Significant limitations and adaptive intellectual
functioning means significant limitation in two or
more skill areas such as communication, self-care,
home living, social and interpersonal skills, and
health and safety according to the bill.
The circuit court concluded that it had "not been presented any
evidence as of this point of [mental] retardation under the
definition which the Court adopts." The court denied Johnson's
motion but indicated that he could renew his request upon
presenting further evidence regarding his claim of mental
retardation.
During Johnson's resentencing hearing, the Commonwealth
presented to the jury evidence of Johnson's guilt. The parties
stipulated that Johnson's blood was found on a knife taken from
9
Hall's bathroom and on a broken glass discovered in Hall's
kitchen.

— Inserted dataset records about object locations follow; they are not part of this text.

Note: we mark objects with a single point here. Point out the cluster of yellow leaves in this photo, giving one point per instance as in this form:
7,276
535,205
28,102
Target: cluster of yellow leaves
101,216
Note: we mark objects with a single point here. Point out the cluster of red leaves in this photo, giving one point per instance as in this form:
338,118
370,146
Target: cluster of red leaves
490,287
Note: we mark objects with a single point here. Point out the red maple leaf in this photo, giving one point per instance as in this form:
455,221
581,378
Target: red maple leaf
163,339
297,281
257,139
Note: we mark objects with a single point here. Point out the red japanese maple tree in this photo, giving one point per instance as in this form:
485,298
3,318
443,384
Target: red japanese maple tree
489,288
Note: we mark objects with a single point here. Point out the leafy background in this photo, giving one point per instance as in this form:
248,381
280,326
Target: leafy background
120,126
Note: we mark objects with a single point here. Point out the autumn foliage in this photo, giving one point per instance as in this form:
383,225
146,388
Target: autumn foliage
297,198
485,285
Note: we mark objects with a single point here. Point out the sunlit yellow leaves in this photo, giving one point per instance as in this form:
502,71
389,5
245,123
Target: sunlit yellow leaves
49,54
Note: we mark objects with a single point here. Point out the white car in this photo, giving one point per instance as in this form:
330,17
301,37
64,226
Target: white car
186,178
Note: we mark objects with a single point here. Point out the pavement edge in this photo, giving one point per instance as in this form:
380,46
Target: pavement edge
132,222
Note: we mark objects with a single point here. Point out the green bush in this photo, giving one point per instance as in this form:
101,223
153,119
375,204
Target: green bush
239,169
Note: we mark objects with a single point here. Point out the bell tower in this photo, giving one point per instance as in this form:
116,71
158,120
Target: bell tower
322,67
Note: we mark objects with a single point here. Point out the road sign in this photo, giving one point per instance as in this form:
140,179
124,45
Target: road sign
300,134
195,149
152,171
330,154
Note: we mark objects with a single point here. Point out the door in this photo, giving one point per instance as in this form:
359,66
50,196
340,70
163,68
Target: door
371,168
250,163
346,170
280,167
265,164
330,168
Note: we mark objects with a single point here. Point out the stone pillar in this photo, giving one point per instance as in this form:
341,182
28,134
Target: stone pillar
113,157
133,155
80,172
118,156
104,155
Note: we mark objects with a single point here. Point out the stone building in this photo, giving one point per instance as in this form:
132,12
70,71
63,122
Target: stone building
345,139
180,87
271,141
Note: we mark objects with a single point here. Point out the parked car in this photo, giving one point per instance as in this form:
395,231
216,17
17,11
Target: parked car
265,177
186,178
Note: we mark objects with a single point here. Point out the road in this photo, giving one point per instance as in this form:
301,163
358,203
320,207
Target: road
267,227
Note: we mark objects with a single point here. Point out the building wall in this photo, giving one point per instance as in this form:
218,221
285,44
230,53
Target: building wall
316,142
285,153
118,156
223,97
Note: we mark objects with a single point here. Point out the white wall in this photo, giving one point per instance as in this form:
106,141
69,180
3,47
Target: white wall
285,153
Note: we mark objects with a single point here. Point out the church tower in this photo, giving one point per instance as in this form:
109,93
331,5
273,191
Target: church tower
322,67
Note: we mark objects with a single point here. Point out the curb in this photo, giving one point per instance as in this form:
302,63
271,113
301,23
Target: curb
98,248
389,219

The jury also was informed that Johnson's sperm was
found on Hall's bed sheets, bedspread, and in a "vaginal
cervical swab" taken from Hall's body. In addition, the parties
stipulated that Johnson had admitted to the police that he had
been in Hall's apartment on the night of her murder.
The Commonwealth also presented evidence of Johnson's
criminal record and of certain unadjudicated acts. The evidence
showed that in August 1992, when Johnson was 14 years old, he
sexually assaulted Elsie Soto in the State of New Jersey. In
January 1994, he raped Nicole Lisa, also in the State of New
Jersey.
On June 29, 1994, Johnson raped Tiffany Burgess in the
State of New York. A few days later, Johnson raped Lavonda
Scott in the City of Franklin, Virginia. In August 1994, he
raped and abducted Janel Chambliss in the City of Franklin.
Johnson also was convicted of breaking and entering into
Chambliss' home with the intent to rape her.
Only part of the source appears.